Я не смотрела на его лицо...

-- Мадмуазель... возможно, это были люди, которым я причинил зло... мне глубоко безразлично, что они думают обо мне, я их презираю. Но если Вам встретятся мои друзья, они скажут обо мне совсем иное... <...> К тому же Вы не можете сказать, что я был с Вами неискренен. Мы столько с Вами общались, что Вы и сами можете составить мнение о моём отношении к Вам. Да, мне доводилось иногда говорить Вам неприятные вещи. Но всё это было без всякой задней мысли. Моё поведение по отношению к Вам...

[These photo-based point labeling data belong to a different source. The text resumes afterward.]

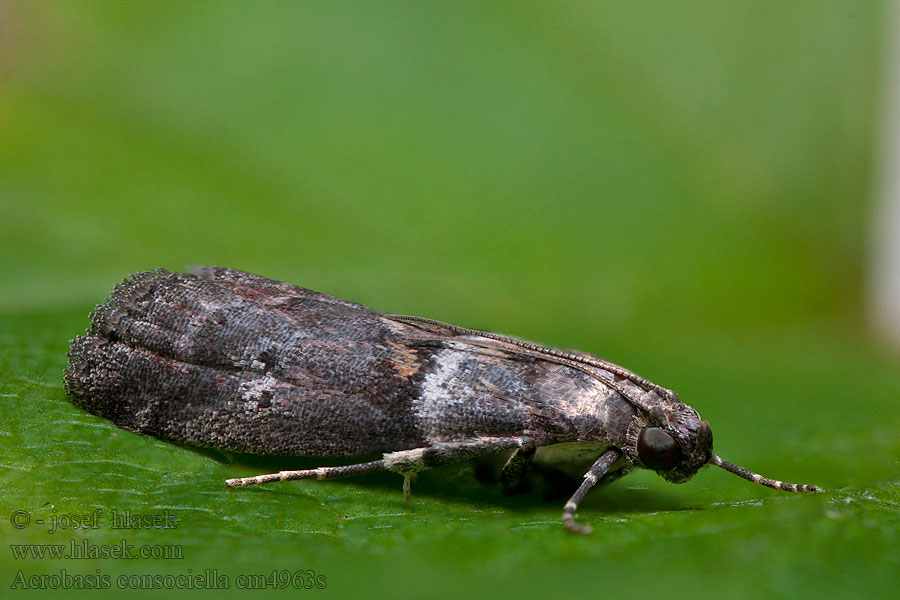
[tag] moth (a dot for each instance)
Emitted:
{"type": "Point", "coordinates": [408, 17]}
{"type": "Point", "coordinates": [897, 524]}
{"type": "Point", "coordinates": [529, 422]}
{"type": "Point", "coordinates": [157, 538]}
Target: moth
{"type": "Point", "coordinates": [229, 360]}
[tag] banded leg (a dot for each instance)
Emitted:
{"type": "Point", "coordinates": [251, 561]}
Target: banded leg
{"type": "Point", "coordinates": [405, 462]}
{"type": "Point", "coordinates": [594, 474]}
{"type": "Point", "coordinates": [318, 473]}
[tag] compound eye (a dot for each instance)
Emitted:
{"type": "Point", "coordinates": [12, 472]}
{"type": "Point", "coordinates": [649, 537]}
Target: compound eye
{"type": "Point", "coordinates": [658, 450]}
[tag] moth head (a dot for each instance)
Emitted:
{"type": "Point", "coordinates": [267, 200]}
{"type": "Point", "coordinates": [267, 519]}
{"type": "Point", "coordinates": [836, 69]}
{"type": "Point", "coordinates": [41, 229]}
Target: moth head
{"type": "Point", "coordinates": [674, 453]}
{"type": "Point", "coordinates": [674, 442]}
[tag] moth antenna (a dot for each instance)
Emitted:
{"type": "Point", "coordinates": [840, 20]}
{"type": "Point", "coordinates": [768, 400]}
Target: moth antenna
{"type": "Point", "coordinates": [757, 478]}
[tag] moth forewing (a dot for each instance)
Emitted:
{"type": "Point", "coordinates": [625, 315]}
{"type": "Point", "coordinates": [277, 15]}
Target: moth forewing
{"type": "Point", "coordinates": [238, 362]}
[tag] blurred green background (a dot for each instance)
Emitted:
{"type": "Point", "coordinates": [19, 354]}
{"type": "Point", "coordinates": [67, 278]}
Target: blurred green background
{"type": "Point", "coordinates": [682, 188]}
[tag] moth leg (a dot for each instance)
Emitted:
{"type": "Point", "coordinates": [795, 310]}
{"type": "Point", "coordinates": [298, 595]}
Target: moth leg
{"type": "Point", "coordinates": [410, 462]}
{"type": "Point", "coordinates": [516, 468]}
{"type": "Point", "coordinates": [594, 474]}
{"type": "Point", "coordinates": [319, 473]}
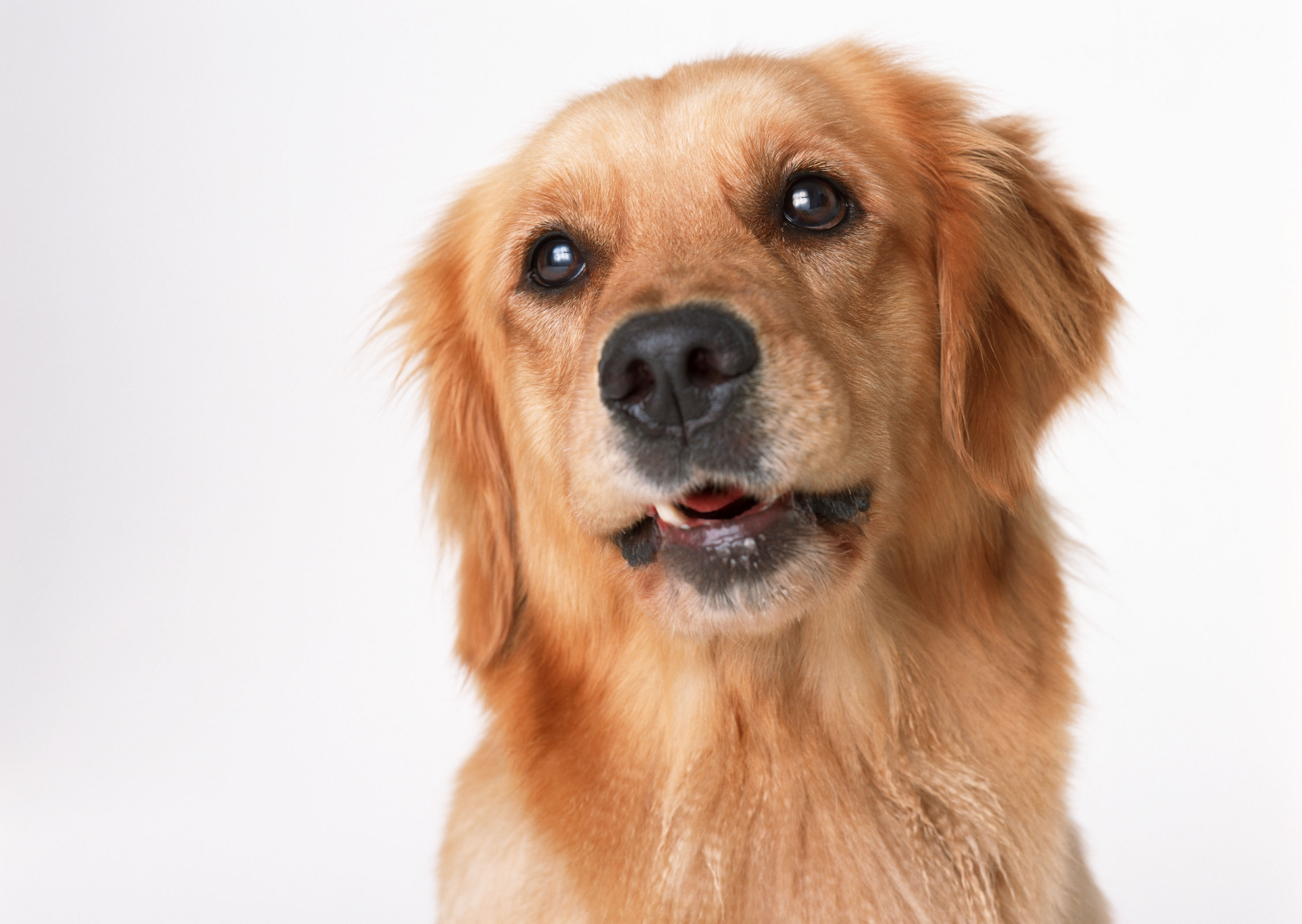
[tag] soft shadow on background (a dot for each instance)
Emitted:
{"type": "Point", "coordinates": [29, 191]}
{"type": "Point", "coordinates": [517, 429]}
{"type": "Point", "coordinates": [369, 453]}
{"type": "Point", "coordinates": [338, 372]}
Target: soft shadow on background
{"type": "Point", "coordinates": [226, 684]}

И я вдруг невольно быстро прервала его:

-- Да, мсье, Вы безупречны, но тут ведь дело и во мне. Я не уверена, что Ваше поведение не изменилось бы, если бы я приходила к Вам, напудрившись, в шёлковом белье розового цвета...

-- Почему вы думаете, что моё поведение было бы совсем другое? -- поспешно прервал он.

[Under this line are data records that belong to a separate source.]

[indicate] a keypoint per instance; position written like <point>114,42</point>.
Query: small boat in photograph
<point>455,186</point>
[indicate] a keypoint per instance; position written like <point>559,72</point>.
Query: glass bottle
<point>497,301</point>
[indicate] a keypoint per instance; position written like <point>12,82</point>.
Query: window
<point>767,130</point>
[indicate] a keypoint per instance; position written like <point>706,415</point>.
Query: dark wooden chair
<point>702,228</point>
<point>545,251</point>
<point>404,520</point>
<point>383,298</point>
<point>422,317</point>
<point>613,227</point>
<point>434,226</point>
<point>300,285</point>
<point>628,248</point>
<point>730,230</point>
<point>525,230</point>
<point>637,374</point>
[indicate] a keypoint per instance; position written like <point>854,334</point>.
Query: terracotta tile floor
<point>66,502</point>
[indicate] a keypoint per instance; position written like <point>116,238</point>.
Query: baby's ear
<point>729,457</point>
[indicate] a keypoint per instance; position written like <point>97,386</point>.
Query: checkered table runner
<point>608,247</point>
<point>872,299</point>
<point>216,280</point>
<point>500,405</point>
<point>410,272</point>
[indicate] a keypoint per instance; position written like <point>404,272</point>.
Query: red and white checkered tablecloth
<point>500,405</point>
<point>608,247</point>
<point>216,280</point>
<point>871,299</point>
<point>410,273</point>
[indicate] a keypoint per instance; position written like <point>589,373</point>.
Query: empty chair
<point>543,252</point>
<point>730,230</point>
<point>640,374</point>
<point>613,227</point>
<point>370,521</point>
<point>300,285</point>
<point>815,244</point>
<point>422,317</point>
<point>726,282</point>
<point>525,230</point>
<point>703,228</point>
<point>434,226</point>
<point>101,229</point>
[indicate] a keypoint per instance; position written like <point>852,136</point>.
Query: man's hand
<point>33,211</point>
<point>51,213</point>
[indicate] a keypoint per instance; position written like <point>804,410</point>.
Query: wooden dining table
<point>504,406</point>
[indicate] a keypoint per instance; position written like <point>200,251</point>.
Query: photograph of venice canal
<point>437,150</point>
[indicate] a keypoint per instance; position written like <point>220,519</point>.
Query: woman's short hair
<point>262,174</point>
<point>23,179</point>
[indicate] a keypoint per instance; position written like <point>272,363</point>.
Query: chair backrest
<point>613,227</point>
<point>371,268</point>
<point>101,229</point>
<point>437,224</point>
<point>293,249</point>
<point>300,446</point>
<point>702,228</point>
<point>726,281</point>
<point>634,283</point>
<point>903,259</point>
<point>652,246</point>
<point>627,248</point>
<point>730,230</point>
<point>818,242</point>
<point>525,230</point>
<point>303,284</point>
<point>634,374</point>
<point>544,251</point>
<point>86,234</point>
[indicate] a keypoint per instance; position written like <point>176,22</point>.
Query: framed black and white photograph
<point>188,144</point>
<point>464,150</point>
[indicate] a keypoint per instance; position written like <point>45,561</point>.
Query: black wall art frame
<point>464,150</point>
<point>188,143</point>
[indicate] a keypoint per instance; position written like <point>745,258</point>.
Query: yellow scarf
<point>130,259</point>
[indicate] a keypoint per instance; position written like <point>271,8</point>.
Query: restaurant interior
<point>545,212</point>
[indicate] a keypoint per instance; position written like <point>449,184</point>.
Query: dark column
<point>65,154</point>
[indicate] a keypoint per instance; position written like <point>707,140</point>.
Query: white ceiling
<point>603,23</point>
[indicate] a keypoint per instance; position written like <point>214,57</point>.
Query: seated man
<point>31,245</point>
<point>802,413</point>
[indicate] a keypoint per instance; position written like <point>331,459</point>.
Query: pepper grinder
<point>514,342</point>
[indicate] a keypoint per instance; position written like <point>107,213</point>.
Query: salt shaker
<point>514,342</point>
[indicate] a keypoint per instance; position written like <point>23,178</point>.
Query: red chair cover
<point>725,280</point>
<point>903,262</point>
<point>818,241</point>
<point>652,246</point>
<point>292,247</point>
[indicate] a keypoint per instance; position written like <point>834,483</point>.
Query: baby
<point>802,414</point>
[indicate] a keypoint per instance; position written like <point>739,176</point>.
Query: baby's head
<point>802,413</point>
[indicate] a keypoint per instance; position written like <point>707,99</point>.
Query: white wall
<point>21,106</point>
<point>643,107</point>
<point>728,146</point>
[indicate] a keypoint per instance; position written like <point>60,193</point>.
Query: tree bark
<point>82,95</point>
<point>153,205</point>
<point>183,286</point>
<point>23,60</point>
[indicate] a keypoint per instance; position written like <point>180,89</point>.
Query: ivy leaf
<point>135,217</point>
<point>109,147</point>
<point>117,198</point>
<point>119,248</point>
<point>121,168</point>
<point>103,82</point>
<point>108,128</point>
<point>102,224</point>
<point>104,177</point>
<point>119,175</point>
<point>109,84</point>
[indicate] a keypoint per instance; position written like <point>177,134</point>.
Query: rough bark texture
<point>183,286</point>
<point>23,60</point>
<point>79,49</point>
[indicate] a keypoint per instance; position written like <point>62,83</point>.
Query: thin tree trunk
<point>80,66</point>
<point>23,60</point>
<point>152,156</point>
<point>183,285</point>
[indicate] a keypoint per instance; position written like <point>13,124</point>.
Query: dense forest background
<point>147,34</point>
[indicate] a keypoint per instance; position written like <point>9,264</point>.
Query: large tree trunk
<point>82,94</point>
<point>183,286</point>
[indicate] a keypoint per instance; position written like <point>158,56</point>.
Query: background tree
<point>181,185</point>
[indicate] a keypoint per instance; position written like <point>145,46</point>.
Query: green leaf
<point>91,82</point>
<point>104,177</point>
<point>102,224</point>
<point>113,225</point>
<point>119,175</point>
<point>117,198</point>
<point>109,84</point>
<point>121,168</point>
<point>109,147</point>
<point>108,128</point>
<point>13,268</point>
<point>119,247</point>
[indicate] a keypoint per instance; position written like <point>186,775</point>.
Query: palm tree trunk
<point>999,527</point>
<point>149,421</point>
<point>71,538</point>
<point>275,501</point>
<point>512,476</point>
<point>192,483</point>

-- Потому что... было бы другое... Я знаю, что Вы не прочь подразвлечься.

-- Кто Вам сказал, что я любитель подразвлечься?

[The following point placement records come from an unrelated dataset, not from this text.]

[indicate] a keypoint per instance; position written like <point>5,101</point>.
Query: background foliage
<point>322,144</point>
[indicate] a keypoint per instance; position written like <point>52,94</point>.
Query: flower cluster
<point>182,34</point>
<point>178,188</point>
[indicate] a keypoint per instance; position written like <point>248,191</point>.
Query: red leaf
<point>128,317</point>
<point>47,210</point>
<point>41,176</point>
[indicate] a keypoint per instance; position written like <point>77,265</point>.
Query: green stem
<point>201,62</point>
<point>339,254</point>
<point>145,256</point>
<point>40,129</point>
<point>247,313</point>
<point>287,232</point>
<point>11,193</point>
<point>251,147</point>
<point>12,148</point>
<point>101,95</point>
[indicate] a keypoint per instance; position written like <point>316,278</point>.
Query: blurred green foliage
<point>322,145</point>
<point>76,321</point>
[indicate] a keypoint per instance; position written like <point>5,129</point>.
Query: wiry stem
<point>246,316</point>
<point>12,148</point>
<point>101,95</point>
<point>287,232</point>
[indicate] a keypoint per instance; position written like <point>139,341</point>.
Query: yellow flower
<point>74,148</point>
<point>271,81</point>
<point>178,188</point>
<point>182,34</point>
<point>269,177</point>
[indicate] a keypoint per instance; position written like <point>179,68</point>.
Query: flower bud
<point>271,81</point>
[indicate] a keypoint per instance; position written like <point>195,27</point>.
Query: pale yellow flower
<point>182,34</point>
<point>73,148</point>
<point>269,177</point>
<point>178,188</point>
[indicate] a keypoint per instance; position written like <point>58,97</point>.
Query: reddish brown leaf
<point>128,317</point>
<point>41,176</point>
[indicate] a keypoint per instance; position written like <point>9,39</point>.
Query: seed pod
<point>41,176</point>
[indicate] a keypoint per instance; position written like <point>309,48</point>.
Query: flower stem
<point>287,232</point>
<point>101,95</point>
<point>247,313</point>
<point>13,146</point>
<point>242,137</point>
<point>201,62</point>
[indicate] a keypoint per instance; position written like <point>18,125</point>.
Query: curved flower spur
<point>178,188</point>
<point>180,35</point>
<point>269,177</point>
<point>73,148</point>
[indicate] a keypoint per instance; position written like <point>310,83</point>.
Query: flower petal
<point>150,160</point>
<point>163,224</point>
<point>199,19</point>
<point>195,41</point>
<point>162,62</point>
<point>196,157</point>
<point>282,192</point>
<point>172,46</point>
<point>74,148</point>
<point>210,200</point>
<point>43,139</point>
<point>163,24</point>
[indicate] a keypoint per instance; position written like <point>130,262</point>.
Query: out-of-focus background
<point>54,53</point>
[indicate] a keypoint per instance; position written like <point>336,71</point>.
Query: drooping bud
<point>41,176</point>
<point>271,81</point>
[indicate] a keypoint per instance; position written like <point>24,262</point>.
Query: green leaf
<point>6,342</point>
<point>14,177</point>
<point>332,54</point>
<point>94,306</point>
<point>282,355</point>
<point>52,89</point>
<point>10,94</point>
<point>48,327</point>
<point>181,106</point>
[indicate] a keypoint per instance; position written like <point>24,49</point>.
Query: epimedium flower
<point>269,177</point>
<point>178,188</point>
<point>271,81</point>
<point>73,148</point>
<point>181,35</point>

-- Никто, мсье... но вы, мужчины, все на один манер...

-- И женщины тоже. Вы ничем не лучше нас. Более того -- женщины гораздо развращённее мужчин. И гораздо хитрее. А так как женщины, как правило, ещё и гораздо глупее, то они и стоят гораздо ниже мужчин.

Всё это он проговорил быстро, не останавливаясь, точно торопясь высказать свою мысль. Глаза его вспыхнули, и с минуту мы смотрели друг на друга как два врага.

Страшная усталость охватила меня...

-- Ну, я не буду вам противоречить: думайте, что хотите, -- машинально ответила я... <...>

А он, как будто успокоившись, взял лист бумаги.

-- Я дам вам лекарство, облатки -- и быстро начал писать, покрывая бумагу своим мелким, бисерным почерком. Я сидела молча и смотрела на его правильно очерченную голову с прямым профилем.

-- Вот, это вы будете принимать в течение десяти дней, а потом -- микстуру, а после десяти дней вы приходите...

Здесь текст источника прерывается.